Recheados de "carbono azul", manguezais ganham destaque no combate às mudanças climáticas

Texto: Herton Escobar

Arte: Guilherme Castro

Nascido e criado na lama, com um pé na terra e outro no mar, hora seco, hora submerso pelo incansável vai-e-vem das marés, o manguezal é um ecossistema acostumado a mudanças e adversidades. Nem mesmo ele, porém, está imune ao impacto das mudanças climáticas que açoitam o planeta com intensidade cada vez maior. “O manguezal aguenta quase tudo, mas até ele tem um limite”, diz a professora Yara Schaeffer Novelli, do Instituto Oceanográfico (IO) da USP, matriarca acadêmica da ecologia de manguezais no Brasil. Modificações ambientais que costumavam ocorrer ao longo de milhares de anos estão ocorrendo, agora, num único ciclo de vida, impulsionadas pela ação humana. “São alterações muito grandes num tempo muito curto. Não há ecossistema que suporte isso”, alerta a professora ao Jornal da USP. 

Isso é má notícia não só para os bichos e plantas desses ecossistemas costeiros, mas também para os seres humanos em geral, incluindo aqueles que nunca pisaram nem planejam afundar um dia os pés na lama de um manguezal. Distribuídos ao longo das franjas de quase toda a linha de costa brasileira — do extremo Norte do Amapá até meados do litoral de Santa Catarina — os manguezais cobrem apenas 0,16% do território brasileiro, mas possuem uma relevância socioambiental que se projeta muito além de sua extensão territorial. 


Pôster com dados e ilustrações dos manguezais no Brasil, produzido especialmente para esta reportagem. 









Serviços ecossistêmicos

O armazenamento de carbono é apenas um dos muitos serviços ecossistêmicos e socioambientais prestados à humanidade pelos manguezais. Seu papel mais famoso, talvez, seja o de berçário da vida marinha. 

Cientistas estimam que cerca de três quartos (entre 70% e 80%) das espécies marinhas de valor comercial para a pesca utilizam o manguezal em alguma fase do seu desenvolvimento (para procriar, se alimentar ou crescer) e, portanto, dependem desse ecossistema para sobreviver — mesmo que, no fim da linha, sejam pescadas muito longe dali. “Não corte o mangue porque pode morrer a vida que tem dentro do mar”, diz o refrão de uma música do educador Carlinhos de Tote, do grupo Cantarolama, em Maragogipe (BA), que há mais de quatro décadas trabalha pela preservação dos manguezais no Brasil. (Clique aqui para ouvir a música, apresentada no seminário Manguezais na Década dos Oceanos.) 

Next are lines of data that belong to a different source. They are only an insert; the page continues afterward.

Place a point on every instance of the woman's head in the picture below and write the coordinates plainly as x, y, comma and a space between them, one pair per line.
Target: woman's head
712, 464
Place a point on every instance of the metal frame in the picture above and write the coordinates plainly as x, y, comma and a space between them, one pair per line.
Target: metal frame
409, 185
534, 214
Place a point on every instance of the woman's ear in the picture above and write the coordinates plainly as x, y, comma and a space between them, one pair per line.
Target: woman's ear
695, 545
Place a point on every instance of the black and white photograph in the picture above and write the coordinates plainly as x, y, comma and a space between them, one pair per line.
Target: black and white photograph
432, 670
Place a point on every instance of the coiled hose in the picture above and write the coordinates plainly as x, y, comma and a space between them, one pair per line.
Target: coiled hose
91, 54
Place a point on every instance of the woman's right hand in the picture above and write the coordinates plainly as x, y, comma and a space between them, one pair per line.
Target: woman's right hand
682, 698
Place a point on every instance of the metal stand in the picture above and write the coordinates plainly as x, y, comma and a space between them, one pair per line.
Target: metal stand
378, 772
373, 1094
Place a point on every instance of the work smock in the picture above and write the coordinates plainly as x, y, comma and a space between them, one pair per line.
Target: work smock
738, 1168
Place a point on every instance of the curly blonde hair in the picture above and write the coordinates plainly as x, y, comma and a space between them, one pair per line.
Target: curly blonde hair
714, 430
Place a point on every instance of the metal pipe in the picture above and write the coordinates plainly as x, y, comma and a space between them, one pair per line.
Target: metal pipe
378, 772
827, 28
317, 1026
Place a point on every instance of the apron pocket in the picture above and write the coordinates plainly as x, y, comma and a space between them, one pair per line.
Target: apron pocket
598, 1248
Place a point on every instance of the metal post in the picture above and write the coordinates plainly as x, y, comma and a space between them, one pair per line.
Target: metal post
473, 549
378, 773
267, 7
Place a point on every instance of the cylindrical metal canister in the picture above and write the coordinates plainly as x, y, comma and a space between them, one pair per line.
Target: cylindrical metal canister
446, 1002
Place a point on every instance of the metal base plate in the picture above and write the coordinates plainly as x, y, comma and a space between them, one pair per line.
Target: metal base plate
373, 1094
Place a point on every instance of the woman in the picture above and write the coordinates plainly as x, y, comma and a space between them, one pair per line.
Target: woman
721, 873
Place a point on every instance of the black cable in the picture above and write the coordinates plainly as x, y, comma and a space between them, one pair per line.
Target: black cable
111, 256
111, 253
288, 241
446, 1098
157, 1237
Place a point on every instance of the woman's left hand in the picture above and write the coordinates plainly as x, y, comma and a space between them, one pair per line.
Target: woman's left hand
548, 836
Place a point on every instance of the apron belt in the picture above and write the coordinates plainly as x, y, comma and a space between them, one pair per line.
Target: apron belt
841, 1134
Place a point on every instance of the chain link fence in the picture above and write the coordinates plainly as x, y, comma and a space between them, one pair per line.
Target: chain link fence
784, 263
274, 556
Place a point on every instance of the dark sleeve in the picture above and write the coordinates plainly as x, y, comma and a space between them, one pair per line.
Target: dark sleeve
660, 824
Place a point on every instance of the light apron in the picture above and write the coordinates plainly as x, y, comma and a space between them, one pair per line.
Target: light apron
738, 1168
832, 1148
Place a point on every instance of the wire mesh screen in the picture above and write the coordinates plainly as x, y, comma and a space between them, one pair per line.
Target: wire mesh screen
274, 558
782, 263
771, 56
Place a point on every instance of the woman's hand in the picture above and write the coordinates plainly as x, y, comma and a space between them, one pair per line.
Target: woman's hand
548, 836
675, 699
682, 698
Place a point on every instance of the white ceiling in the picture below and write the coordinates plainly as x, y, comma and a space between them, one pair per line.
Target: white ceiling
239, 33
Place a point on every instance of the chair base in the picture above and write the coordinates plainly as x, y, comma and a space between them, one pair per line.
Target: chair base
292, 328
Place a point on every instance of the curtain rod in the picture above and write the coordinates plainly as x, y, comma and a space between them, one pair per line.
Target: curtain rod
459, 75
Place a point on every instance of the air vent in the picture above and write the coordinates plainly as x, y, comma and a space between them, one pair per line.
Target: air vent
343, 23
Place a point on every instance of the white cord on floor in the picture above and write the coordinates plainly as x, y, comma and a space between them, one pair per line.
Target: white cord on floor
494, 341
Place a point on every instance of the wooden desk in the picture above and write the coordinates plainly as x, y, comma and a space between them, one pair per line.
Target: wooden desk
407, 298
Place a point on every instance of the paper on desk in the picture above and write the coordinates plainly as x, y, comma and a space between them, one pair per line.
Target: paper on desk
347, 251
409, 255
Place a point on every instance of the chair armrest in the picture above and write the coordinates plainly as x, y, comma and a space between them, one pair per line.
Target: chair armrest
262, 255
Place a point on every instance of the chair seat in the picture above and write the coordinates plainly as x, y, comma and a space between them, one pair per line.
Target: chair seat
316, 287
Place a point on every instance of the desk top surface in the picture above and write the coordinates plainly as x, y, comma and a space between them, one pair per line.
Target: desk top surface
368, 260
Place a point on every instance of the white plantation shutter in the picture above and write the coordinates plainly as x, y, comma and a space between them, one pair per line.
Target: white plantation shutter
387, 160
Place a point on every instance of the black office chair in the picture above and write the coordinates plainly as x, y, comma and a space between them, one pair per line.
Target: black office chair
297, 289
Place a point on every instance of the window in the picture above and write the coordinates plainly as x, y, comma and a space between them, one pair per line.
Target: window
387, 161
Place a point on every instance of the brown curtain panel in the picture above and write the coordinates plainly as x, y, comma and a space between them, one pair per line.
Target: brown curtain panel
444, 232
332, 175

Robalo, tainha e camarão-sete-barbas são alguns exemplos de espécies marinhas que se criam dentro do manguezal; além de tantas outras que podem não ter valor comercial para a pesca, mas são igualmente valiosíssimas para a saúde dos ecossistemas costeiros e marinhos. O gigantesco mero (Epinephelus itajara), uma espécie criticamente ameaçada de extinção no Brasil, por exemplo, passa os primeiros anos de vida no manguezal antes de migrar para o oceano na vida adulta.

“O manguezal para nós é um mundo diferente, né? Porque tudo no manguezal se cria; o peixe, o camarão, as ostras que a gente come e vende, se cria tudo no manguezal. É o nosso berçário, né?”, diz o pescador e guia turístico Sergio Neves, um legítimo caiçara da Ilha do Cardoso, no litoral Sul de São Paulo.  

Mesmo dentro de uma unidade de conservação, com manguezais extremamente saudáveis, Neves percebe claramente os efeitos do aquecimento global e das mudanças climáticas sobre a paisagem, com impactos diretos sobre o ecossistema e a vida das comunidades locais, que tiram da natureza o seu sustento. Tempestades, ventanias e outros fenômenos meteorológicos extremos estão cada vez mais frequentes, intensos e destrutivos, segundo ele. A elevação do nível do mar fez aumentar o alcance das marés e a força dos ventos, principalmente nas frentes frias, que também parecem chegar com uma frequência cada vez maior. As ondas erodem a costa e jogam areia do oceano para dentro do estuário, soterrando os manguezais.  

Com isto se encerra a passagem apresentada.